Штабс—капитан не стал миндальничать, а сразу же постарался взять быка за рога.

– Мы вынуждены прибегнуть в расследовании ведущегося дела к вашей помощи, ибо только вы в состоянии уточнить некоторые обстоятельства.

– Да, да, господа, я готов. – теперь в глазах чиновника засветились искорки понимания, а самое главное, собственной значимости, – оказать посильную помощь, – и добавил, видимо посчитав, что не будет лишним, – в силу моих скромных возможностей.

– Хотелось бы уточнить, – штабс—капитан без церемоний прошёл в кабинет и сел на стул, закинув ногу за ногу, достал портсигар, – позволите.

– Да, я не возражаю, – лицо начальника подёрнулось гримаской отвращения, он терпеть не мог сигаретного дыма, – курите.

– Хотелось бы уточнить, – вновь повторил Орлов, разминая в пальцах папиросу, увидев недовольное лицо, Василий Михайлович не стал раскуривать, а продолжил держать в пальцах, – вам известны служащие поездов, что проходят по станции.

– Н—да, я знаю не всех, но многих, – как—то уклончиво ответил начальник станции.

– Не буду нагонять туману, кто обслуживал поезд, проходивший четвёртого апреля около одиннадцати часов.

– В одиннадцать говорите? – Чиновник почесал шею. – Вспомнить надо, это ж когда было, тем паче, что учёт ведётся конторой Варшавского вокзала.

– Значит, ничем помочь не можете, – подлил масла Орлов, спрятав папиросу в портсигар и поднявшись с неудобного деревянного стула с высокой прямой спинкой.

– Господин Орлов, – начальник станции наконец—то вспомнил фамилию сопровождавшего Путилина сыскного агента, а вот второго, хоть убей, не припомнил, а вроде бы вчера даже и приезжал. Ах, память! Посетовал сам на себя в душе. – Зачем же так! – И обиженно задышал, – я с превеликим желанием помогу, тем паче, что наши интересы совпадают. – Бровь штабс—капитана при последних словах чиновника. – Да, совпадают. Мне не доставляет удовольствие находить обезображенных молодых людей по соседству со станцией. Что подумает Великий Князь? А Государь? Словно в басурманских странах живём, ей Богу!

Василий Михайлович, как и Миша, привыкли к таким словоохочевым излияниям. Служба такая!

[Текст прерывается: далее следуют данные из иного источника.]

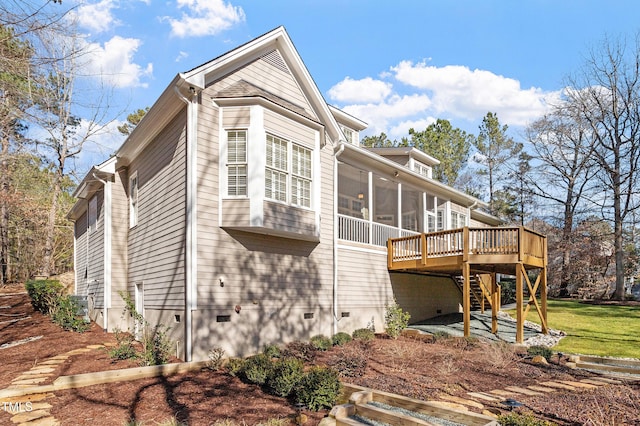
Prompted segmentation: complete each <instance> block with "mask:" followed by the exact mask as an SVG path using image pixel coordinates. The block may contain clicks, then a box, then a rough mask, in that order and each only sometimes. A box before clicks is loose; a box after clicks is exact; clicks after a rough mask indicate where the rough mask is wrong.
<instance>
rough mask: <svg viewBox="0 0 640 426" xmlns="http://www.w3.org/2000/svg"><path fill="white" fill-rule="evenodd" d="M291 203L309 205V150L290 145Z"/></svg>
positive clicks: (310, 159) (310, 165)
mask: <svg viewBox="0 0 640 426" xmlns="http://www.w3.org/2000/svg"><path fill="white" fill-rule="evenodd" d="M291 204H295V205H297V206H303V207H311V150H309V149H307V148H304V147H301V146H300V145H295V144H292V145H291Z"/></svg>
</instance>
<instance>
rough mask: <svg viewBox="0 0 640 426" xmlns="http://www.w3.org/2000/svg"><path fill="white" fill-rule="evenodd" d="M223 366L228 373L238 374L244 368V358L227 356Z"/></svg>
mask: <svg viewBox="0 0 640 426" xmlns="http://www.w3.org/2000/svg"><path fill="white" fill-rule="evenodd" d="M225 367H226V369H227V373H229V374H230V375H232V376H234V377H236V376H239V375H240V373H241V372H242V370H243V368H244V360H243V359H242V358H229V360H228V361H227V364H226V366H225Z"/></svg>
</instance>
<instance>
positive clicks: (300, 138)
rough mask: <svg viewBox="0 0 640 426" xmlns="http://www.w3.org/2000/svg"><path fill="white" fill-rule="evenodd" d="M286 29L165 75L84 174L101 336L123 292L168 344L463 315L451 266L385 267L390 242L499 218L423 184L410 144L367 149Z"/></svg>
mask: <svg viewBox="0 0 640 426" xmlns="http://www.w3.org/2000/svg"><path fill="white" fill-rule="evenodd" d="M365 128H366V123H364V122H362V121H361V120H359V119H357V118H355V117H353V116H351V115H349V114H347V113H345V112H344V111H341V110H339V109H337V108H334V107H332V106H330V105H328V104H327V103H326V102H325V100H324V99H323V97H322V95H321V93H320V91H319V90H318V88H317V87H316V85H315V84H314V82H313V79H312V77H311V75H310V74H309V71H308V70H307V69H306V67H305V66H304V63H303V61H302V59H301V58H300V56H299V55H298V53H297V51H296V49H295V47H294V45H293V43H292V41H291V40H290V38H289V36H288V35H287V32H286V31H285V29H284V28H283V27H279V28H276V29H274V30H273V31H271V32H268V33H266V34H264V35H262V36H260V37H258V38H256V39H255V40H252V41H250V42H248V43H246V44H244V45H242V46H240V47H238V48H236V49H234V50H232V51H230V52H228V53H225V54H224V55H222V56H219V57H217V58H215V59H213V60H211V61H210V62H207V63H205V64H203V65H200V66H199V67H197V68H194V69H192V70H190V71H187V72H185V73H180V74H178V75H176V76H175V78H174V79H173V80H172V81H171V83H170V84H169V85H168V86H167V88H166V89H165V90H164V92H163V93H162V94H161V95H160V97H159V98H158V100H157V101H156V102H155V104H154V105H153V106H152V107H151V109H150V110H149V112H148V113H147V114H146V116H145V117H144V119H143V120H142V121H141V122H140V123H139V125H138V126H137V127H136V128H135V129H134V131H133V132H132V133H131V135H130V136H129V137H128V138H127V140H126V141H125V142H124V144H123V145H122V146H121V147H120V148H119V149H118V150H117V152H116V153H115V156H113V157H111V158H110V159H108V160H106V161H105V162H104V163H102V164H100V165H97V166H95V167H94V168H93V169H92V170H91V171H90V172H89V173H88V174H87V175H86V176H85V178H84V179H83V180H82V182H81V183H80V185H79V186H78V188H77V190H76V191H75V194H74V195H75V196H76V197H77V198H78V201H77V203H76V204H75V206H74V207H73V209H72V210H71V211H70V212H69V218H71V219H72V220H73V221H74V222H75V229H74V236H75V240H74V241H75V277H76V287H75V290H76V294H78V295H83V296H86V297H87V298H88V302H89V308H90V316H91V318H92V319H93V320H95V321H96V322H97V323H98V324H100V325H101V326H102V327H103V328H104V329H105V330H109V331H112V330H114V329H116V328H121V329H126V328H127V327H128V326H130V325H131V324H130V323H129V322H128V320H127V318H123V315H122V314H123V308H124V301H123V298H122V297H121V296H120V293H121V292H126V293H127V294H129V295H130V297H131V298H132V299H133V300H134V302H135V306H136V309H137V310H138V311H139V312H140V313H142V314H143V315H144V316H145V318H146V319H147V321H149V322H150V323H151V324H164V325H166V326H169V327H171V330H170V337H171V339H172V340H173V342H174V343H175V347H176V355H177V356H178V357H180V358H182V359H185V360H200V359H206V357H207V353H208V351H209V350H210V349H212V348H216V347H220V348H222V349H224V350H225V352H226V354H227V355H239V356H240V355H246V354H250V353H254V352H256V351H259V350H260V349H261V348H262V347H263V346H264V345H265V344H268V343H274V342H286V341H291V340H295V339H308V338H309V337H311V336H313V335H317V334H325V335H329V336H330V335H332V334H334V333H336V332H338V331H346V332H351V331H353V330H354V329H357V328H362V327H366V326H373V327H375V329H376V330H378V331H381V330H382V329H383V327H384V319H383V317H384V309H385V305H386V304H388V303H390V302H392V301H393V299H394V298H395V299H396V300H397V301H398V303H399V304H400V305H401V306H402V307H403V308H404V309H405V310H408V311H409V312H410V313H411V315H412V318H414V319H423V318H429V317H432V316H435V315H438V314H444V313H449V312H459V311H460V309H461V304H462V294H463V293H462V292H461V290H460V288H459V287H458V286H457V285H456V283H455V282H454V281H453V280H452V279H451V278H449V277H448V276H443V275H425V274H422V273H410V272H406V271H402V270H401V271H390V269H389V268H388V262H387V260H388V259H387V255H388V253H387V242H388V240H389V238H395V237H402V236H409V235H415V234H418V233H422V232H430V231H437V230H446V229H452V228H460V227H465V226H467V227H468V226H473V227H482V226H494V225H497V224H498V221H497V219H496V218H495V217H492V216H491V215H488V214H487V213H484V212H483V210H482V208H484V207H486V206H485V205H484V204H483V203H482V202H480V201H479V200H477V199H475V198H473V197H471V196H469V195H467V194H464V193H462V192H460V191H457V190H455V189H453V188H450V187H448V186H446V185H444V184H442V183H439V182H437V181H435V180H434V179H433V178H432V173H431V171H432V167H433V166H434V165H436V164H438V160H437V159H434V158H432V157H430V156H428V155H426V154H424V153H422V152H420V151H418V150H416V149H412V148H390V149H366V148H363V147H361V146H359V134H360V132H362V131H363V130H364V129H365Z"/></svg>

– Значит, все—таки можете нам помочь?

– Всенепременейше! – И чиновник задумался, посмотрев в потолок, не иначе на нем пытался прочесть фамилии. Потом посмотрел на часы на стене.– Что это я? Они сегодня в четыре часа двадцать одну минуту пополудни будут проходить в столицу.

– Точно они?

– За свои слова ручаюсь, господин Орлов, чай не первый год при станции состою, – лицо чиновника забагровело от негодования, казалось даже шея покрылась пятнами.